Lisbon Court of Appeal | Arbitral Award | Principle of Exhaustion of Jurisdictional Power | Compulsory Pecuniary Penalties | 09-01-2020 | Case #100
Case nr. 2970.19.6YRSB-6
The termination of the arbitrator’s jurisdictional powers, subsequent to a final decision, produces the effects of binding the tribunal to such decision and prevents it from modifying or revoking that decision.An arbitral tribunal is competent to order the payment of compulsory pecuniary penalties.
I. The principle of exhaustion of jurisdictional power prevents the arbitrator from rendering a new award on the same dispute, results from the making of the decision itself and does not depend on the decision being final; the making of a decision in violation of this principle entails nullity of the decision, pursuant to the Article 625(1)(d) of the Portuguese Code of Civil Procedure.
IV. Arbitral tribunals are competent to order the payment of a periodic and compulsory pecuniary penalty, since the nature of these penalties does not amount to a coercive power that is exclusively reserved to state courts.
V. The decision ordering the payment of these penalties requires two positive and two negative requirements. The positive requirements are (i) a creditor’s request and (ii) refer to obligations of infungible performance (be it obligations of “facere” or “non facere”). The negative requirements are the absence of (iii) a breach of the contract and (iv) special scientific or artistic qualities of the debtor are at stake.

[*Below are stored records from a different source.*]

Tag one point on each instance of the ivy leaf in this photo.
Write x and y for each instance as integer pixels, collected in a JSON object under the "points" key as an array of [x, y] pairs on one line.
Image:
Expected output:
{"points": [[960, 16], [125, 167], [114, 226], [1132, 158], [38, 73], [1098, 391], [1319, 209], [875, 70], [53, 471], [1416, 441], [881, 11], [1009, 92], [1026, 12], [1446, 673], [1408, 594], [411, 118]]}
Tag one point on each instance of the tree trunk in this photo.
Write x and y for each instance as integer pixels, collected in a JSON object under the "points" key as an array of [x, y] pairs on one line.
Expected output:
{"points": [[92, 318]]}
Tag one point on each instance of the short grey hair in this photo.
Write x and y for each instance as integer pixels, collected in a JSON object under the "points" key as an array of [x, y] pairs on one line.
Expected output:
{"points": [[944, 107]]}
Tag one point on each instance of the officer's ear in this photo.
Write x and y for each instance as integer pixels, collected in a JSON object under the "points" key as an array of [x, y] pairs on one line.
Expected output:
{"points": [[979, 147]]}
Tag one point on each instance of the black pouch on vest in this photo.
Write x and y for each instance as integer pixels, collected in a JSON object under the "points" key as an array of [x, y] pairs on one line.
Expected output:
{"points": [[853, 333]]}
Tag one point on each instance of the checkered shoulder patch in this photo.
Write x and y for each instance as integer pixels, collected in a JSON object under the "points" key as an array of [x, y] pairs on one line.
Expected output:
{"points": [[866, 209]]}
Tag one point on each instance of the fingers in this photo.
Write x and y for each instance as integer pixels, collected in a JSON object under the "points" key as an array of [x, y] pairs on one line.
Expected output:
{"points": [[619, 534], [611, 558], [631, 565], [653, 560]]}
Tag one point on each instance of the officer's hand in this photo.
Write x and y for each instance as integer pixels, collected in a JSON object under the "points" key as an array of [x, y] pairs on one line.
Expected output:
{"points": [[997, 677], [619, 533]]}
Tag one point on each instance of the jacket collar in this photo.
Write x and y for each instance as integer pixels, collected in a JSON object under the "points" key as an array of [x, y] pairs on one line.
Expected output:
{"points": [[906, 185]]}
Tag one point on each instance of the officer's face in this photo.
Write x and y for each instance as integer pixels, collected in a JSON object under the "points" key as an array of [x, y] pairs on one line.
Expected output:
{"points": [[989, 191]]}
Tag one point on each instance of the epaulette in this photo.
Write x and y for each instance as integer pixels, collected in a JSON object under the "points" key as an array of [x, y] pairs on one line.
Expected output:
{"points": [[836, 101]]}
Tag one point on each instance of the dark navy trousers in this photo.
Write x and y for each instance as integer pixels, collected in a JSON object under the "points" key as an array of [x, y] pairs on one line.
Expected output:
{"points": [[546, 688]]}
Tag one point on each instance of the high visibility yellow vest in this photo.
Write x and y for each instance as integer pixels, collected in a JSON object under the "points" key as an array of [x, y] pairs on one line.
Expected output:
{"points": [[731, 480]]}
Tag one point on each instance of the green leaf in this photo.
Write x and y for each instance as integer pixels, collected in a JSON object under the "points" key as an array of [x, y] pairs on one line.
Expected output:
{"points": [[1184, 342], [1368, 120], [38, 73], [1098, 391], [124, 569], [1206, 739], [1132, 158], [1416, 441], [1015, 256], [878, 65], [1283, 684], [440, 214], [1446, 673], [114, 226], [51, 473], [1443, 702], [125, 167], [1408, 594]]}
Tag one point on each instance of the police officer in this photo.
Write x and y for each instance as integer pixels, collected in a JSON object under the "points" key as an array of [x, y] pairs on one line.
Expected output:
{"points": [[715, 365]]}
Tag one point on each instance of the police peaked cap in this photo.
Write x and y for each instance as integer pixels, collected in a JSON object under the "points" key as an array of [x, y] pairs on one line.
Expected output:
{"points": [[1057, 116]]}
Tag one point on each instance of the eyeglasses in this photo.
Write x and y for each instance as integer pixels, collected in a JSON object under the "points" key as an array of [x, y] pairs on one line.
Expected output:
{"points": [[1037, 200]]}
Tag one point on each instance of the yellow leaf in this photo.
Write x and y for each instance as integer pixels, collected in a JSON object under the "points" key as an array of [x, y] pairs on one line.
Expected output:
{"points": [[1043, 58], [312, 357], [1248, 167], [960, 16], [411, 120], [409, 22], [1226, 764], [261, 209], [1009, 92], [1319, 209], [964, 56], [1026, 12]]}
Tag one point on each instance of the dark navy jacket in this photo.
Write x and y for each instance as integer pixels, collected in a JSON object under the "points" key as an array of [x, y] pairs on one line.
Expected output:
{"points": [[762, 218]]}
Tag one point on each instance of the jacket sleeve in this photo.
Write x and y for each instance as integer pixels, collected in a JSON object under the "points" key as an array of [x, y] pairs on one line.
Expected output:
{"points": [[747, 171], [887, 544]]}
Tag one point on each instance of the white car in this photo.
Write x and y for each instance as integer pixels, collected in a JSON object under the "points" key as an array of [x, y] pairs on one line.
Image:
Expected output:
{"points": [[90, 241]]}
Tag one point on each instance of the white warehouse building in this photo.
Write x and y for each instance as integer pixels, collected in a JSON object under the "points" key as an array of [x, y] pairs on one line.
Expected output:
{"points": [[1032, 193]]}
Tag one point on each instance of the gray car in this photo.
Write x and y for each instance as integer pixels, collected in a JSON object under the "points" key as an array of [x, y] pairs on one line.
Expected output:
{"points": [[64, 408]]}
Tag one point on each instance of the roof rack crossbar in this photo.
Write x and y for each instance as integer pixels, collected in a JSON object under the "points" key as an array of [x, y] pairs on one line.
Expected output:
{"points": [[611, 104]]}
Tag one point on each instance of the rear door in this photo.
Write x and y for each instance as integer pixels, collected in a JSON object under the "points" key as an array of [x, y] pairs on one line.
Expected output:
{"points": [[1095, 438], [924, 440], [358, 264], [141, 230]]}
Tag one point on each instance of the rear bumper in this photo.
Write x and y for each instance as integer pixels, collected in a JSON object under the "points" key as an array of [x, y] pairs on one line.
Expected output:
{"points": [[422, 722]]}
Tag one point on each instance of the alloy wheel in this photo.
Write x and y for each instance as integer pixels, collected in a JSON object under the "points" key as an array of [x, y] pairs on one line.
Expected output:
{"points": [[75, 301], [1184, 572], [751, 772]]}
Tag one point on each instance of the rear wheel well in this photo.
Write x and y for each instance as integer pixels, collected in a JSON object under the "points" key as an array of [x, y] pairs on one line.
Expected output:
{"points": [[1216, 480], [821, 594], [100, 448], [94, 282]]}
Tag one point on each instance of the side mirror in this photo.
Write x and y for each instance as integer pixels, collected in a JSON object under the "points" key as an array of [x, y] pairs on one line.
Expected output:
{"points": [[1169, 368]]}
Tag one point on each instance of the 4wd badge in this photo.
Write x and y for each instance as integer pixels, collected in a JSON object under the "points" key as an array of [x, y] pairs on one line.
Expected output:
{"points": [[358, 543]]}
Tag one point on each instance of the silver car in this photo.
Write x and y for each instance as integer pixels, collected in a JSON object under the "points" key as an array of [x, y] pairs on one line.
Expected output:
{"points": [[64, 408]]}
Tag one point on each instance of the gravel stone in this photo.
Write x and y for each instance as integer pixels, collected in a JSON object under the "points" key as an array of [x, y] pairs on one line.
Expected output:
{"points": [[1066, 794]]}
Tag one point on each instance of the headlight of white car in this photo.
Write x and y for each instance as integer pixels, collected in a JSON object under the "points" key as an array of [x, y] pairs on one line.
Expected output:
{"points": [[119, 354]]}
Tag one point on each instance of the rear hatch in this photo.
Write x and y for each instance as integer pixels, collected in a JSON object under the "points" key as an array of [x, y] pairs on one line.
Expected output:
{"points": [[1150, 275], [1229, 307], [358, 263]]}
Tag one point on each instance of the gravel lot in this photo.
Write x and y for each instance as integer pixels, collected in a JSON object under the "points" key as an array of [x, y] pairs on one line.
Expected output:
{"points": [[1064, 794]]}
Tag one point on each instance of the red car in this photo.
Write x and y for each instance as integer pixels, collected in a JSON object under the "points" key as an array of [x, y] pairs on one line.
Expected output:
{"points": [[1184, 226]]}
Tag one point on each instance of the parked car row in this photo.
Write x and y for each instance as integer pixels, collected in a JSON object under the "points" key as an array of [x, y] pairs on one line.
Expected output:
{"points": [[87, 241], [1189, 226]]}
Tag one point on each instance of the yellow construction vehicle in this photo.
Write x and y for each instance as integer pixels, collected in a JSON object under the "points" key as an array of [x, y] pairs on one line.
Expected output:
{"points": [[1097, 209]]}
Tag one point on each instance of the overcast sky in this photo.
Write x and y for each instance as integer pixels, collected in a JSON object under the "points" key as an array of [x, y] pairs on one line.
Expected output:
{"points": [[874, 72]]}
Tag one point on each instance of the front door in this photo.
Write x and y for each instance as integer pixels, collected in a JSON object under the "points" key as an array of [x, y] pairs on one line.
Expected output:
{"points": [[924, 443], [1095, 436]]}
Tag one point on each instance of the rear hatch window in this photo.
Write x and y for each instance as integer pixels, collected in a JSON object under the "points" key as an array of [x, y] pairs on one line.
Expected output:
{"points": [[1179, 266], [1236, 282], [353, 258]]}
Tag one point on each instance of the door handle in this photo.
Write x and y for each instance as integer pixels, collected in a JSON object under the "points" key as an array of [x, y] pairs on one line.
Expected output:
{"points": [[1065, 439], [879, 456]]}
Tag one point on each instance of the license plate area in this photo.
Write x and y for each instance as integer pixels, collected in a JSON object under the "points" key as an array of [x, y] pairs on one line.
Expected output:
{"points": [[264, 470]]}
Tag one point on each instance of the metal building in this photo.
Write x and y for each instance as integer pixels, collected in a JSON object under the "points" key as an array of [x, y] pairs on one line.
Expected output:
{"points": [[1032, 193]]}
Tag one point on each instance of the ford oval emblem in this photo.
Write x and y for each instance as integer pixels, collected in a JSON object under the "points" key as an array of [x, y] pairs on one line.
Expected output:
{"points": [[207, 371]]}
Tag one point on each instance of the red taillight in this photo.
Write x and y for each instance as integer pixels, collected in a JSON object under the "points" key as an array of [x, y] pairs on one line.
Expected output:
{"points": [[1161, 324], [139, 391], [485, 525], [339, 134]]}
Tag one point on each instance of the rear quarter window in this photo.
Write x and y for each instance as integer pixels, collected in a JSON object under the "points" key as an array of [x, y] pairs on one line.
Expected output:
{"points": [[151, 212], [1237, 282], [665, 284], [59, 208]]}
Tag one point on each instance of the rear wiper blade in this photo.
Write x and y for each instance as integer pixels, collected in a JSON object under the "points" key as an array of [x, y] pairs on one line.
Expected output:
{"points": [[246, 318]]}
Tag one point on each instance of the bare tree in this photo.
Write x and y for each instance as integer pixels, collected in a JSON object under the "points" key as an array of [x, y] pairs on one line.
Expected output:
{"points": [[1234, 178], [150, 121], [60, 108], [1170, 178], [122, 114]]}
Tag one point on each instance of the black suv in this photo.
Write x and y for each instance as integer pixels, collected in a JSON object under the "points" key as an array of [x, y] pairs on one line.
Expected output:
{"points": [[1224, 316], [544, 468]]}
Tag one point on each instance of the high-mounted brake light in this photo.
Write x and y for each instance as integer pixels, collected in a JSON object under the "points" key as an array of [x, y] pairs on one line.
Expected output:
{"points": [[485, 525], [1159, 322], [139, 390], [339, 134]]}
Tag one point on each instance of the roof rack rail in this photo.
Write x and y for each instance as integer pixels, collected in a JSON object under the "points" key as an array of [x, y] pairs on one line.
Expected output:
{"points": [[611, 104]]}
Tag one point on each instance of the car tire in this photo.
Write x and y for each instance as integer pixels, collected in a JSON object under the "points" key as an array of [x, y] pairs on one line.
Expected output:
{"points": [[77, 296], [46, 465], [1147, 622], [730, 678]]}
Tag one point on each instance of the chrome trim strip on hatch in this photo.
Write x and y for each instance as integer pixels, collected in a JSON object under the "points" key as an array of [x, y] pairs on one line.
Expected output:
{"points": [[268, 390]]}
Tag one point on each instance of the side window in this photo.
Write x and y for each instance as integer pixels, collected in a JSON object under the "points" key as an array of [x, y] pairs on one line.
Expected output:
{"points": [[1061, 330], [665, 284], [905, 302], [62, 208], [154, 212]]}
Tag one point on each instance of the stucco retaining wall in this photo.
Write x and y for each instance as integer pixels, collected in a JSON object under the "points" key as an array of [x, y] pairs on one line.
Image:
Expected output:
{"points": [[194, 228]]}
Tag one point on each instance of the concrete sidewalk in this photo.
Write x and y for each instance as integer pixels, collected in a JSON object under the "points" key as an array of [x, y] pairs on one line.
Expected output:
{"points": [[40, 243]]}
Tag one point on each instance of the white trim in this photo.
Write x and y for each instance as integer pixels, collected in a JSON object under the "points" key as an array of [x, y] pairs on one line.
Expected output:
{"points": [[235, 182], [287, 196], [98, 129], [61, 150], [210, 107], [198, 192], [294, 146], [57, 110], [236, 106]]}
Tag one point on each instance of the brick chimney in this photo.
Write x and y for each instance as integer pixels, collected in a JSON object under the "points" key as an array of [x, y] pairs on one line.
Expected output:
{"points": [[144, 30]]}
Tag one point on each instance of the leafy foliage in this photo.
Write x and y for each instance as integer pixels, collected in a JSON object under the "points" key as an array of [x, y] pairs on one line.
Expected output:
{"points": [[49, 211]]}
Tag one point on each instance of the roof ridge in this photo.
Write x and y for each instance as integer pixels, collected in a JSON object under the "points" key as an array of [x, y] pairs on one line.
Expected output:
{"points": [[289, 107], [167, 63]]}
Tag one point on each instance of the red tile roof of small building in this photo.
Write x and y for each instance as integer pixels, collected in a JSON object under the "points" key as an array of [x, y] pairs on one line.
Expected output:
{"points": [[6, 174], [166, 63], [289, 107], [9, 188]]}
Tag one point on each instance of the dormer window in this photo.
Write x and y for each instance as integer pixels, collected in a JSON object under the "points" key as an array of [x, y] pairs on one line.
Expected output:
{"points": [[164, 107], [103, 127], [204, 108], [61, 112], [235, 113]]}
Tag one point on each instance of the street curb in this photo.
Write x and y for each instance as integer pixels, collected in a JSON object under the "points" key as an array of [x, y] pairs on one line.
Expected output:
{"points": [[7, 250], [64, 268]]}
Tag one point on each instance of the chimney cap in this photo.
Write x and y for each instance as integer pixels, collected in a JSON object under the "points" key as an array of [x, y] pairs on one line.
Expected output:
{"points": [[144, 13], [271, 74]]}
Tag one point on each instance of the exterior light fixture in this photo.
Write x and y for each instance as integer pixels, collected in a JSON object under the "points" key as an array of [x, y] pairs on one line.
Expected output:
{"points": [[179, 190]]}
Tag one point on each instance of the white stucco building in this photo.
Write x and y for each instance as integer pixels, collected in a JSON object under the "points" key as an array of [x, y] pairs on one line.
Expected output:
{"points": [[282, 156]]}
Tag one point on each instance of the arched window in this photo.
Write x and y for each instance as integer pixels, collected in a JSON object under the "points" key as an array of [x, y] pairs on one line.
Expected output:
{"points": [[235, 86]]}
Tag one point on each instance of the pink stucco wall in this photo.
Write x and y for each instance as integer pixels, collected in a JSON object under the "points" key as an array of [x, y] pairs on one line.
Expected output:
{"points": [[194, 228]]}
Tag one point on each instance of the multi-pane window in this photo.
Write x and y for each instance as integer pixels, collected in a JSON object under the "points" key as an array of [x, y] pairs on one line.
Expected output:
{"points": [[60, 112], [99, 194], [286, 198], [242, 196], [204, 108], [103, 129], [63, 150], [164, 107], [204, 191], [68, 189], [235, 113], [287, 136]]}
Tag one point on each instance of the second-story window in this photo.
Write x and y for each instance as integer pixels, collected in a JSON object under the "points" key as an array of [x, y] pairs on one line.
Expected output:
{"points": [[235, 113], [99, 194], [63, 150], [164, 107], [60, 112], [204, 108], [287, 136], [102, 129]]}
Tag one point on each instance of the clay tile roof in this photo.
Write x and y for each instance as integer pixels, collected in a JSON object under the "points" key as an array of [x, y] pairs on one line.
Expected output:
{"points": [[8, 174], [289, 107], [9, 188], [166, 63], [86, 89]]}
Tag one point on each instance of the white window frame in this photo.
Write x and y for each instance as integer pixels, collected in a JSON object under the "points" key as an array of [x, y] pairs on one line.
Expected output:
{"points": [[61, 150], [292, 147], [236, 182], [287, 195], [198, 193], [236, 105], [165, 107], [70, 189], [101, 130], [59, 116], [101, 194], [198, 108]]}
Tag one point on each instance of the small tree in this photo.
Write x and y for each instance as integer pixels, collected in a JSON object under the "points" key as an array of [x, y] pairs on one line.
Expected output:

VI. The compulsory pecuniary penalty aims at a dual purpose of morality and effectiveness, as it reinforces the sovereignty of the courts and tribunals, the respect for their decisions and the prestige of justice. At the same time, it aims at compelling the performance of “facere” and “non facere” obligations.
VII. None of these purposes require an actual or even an imminent breach of the obligation.IX. In arbitral proceedings it is not required the payment of courts’ fees and the reimbursement of the partys’ costs, which only applies if the arbitration matter is referred to state courts.